薛千峦怒极,颤声道:“这件事,从前、现在、以后,都永远不可能!你真得以为永不称帝,需要你来应承?谁能做东宫太子,谁能做未来的南楚皇帝,只有朕能决定!”

看着父亲油尽灯枯、却冷硬如铁的双眸,薛琅琊终于明白过来,这件事似乎已成了他与父亲之间的意气之争,元帝介意的,不是什么身份悬殊,也不是什么地位差距,就像一场单纯的角力,只是在较量,谁更强大,谁更坚韧!

返手拂下肩上枯瘦的指掌,薛琅琊带着冷笑,自地上昂然立起。

薛千峦又惊又怒,勾下身体剧烈咳嗽,一股股的鲜血,喷溅在明黄色绣满云龙纹的锦被上,薛琅琊俯身,状极体贴地为他轻抚背心。

帝王家(6)

曾经,父亲的肩背宽阔得足以担当天下,可是不知何时,已变得瘦骨嶙峋,隔着寝衣亵袍,透过松弛的骨与肉,掌心似乎可以感觉内腑在剧咳中震颤、撕裂。

连自己也分辩不出,心里的感觉是憎恨还是怨怼,薛琅琊凝声道:“父皇总是不肯给我最想要的东西,不论是堂堂正正与母亲一起站在您身边的机会,还是一个重要过任何人事的女人,不过没关系……你不给,我自己会拿!”

薛千峦缓缓抬头,鲜血沿口唇滴滴溅下,眼圈已变成青紫色,神容惨淡,语气却森寒如冰:“这就是你要的?一个站在朕影子里的机会?一个市井间的平贱女人?朕曾经十几年未立储君,等你强大,等你成长,可是你如今对朕说……你想要的,就是这些?”

“自古贤主明君心怀邦国,岂能被儿女私情束住手脚?为了那个姓苏的女人,你可以不做太子,你可以与朕反目成仇,就算有雄才大略又有何用?你又何尝配得上南楚薛姓了?”薛千峦摇着头,迟钝地低语,“真叫朕失望……早知道你骨子里就软弱至此、不堪大用,我当初何必、何必赐黛云鸩酒?”

薛琅琊俊美的脸庞瞬间褪尽血色,烛光下淡若金纸:“什么?”他素纱冠两侧的青络止不住地瑟瑟发抖,声音又低又轻,“你说什么?”

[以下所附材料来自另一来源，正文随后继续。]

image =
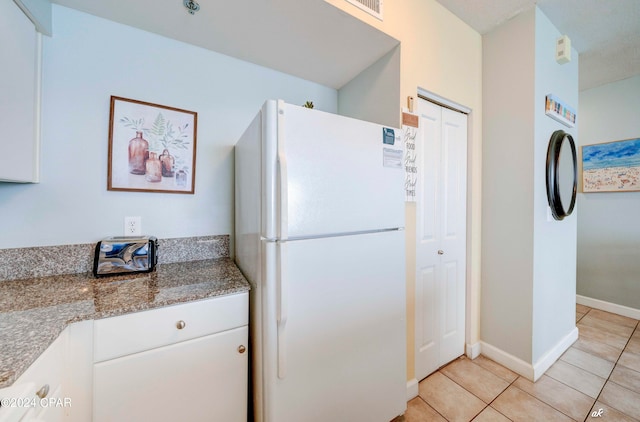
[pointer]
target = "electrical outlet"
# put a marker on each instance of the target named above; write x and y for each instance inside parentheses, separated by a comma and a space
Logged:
(132, 226)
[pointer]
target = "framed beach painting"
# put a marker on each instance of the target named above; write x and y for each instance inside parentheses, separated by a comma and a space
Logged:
(152, 148)
(611, 166)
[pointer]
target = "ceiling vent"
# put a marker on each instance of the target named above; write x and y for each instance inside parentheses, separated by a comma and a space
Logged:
(373, 7)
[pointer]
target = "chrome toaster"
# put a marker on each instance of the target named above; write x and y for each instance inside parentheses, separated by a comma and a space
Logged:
(126, 254)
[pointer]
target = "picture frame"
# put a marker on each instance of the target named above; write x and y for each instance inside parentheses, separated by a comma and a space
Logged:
(611, 166)
(559, 111)
(152, 147)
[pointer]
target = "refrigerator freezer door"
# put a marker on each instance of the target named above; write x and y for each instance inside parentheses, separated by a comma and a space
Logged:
(334, 175)
(334, 336)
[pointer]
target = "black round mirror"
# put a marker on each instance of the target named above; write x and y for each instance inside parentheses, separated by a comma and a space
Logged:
(562, 174)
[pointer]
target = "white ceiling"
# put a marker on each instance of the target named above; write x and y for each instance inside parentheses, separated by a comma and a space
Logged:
(606, 33)
(287, 35)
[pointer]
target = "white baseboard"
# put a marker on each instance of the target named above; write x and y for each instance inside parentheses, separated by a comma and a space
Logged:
(552, 355)
(472, 350)
(608, 306)
(527, 370)
(412, 389)
(517, 365)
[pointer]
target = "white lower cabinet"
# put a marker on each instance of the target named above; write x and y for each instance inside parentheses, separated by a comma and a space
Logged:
(185, 362)
(38, 394)
(204, 379)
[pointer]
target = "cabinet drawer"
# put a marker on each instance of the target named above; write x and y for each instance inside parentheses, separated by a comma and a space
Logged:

“就算赐死了黛云,令你的身世再难落人口实,又有什么用?竖子难成大器,可是朕……居然为了你、为了你……”薛千峦双目神采涣散,虚弱地声声低咳,握紧拳一下一下敲在胸口,落势绵软无力,“朕现在真难过……真难过……”

薛琅琊怔怔地望着他,耳中什么也听不见,只有嗡嗡作响、鼓铙长鸣,眼前什么也看不见,只有一片雪亮与血红,光影飞旋,给了自己生命的父亲,却亲手赐死了母亲,这就是天命所系的九五至尊?母亲一生最爱与最恨的人?

意识回复的下一刻,他看见自己正在用尽全力,将锦被死死捂在元帝的面颊上,明黄色的丝缎滑爽灼热,像在指间熊熊燃烧的河流。

帝王家(7)

天子的龙颜也不过一掌可握,与千千万万的贱民没什么不同,冷冰冰地想,看着身下的男人,像头部被钉在砧板上的蛇,在锦被下翻滚扭动,苦苦挣扎。

“父皇教训得是,琅琊惭愧无地……”他略略提高声音,说给外殿的侍从护卫听,语调中毫无异样,满是身为不肖子的羞惭之意。

明黄锦被与元帝身上的杏色寝袍纠结成一团,那抵死挣扎越来越微弱,成了有节奏的颤抖。

“琅琊定不再辜负父皇的心意,尽心竭力,辅佐大哥成为平定四方、统御六极的一代明君!”死死咬紧牙关,控制着心与身的颤栗,声调平缓、毫无异状。

被下的躯体已经彻底松弛,薛琅琊缓缓拉低锦被,露出那张苍老枯缟的脸庞,伸出手掌合上元帝微微睁开、已没有生命痕迹的眼睛,神情木然地退了半步,声音却惊骇莫名:“父皇……”

猛然转身冲出锦帘,向外殿高呼:“来人!元帝吐血了,速请太医……”

外殿顿时乱成一团,内侍们跌跌撞撞地冲进内室,在阶下榻前跪了一片,啜泣着呼唤天子,

薛琅琊立在一侧,手扶着莲础朱漆柱,似乎已经站不稳脚步,脸色雪白却是指挥若定:“传令黄门郎,秘报陛下危急,请各宫主子们过来,着薛甲带人禁闭内城紫微宫,消息不要给穆统领知道,以免传出外城!”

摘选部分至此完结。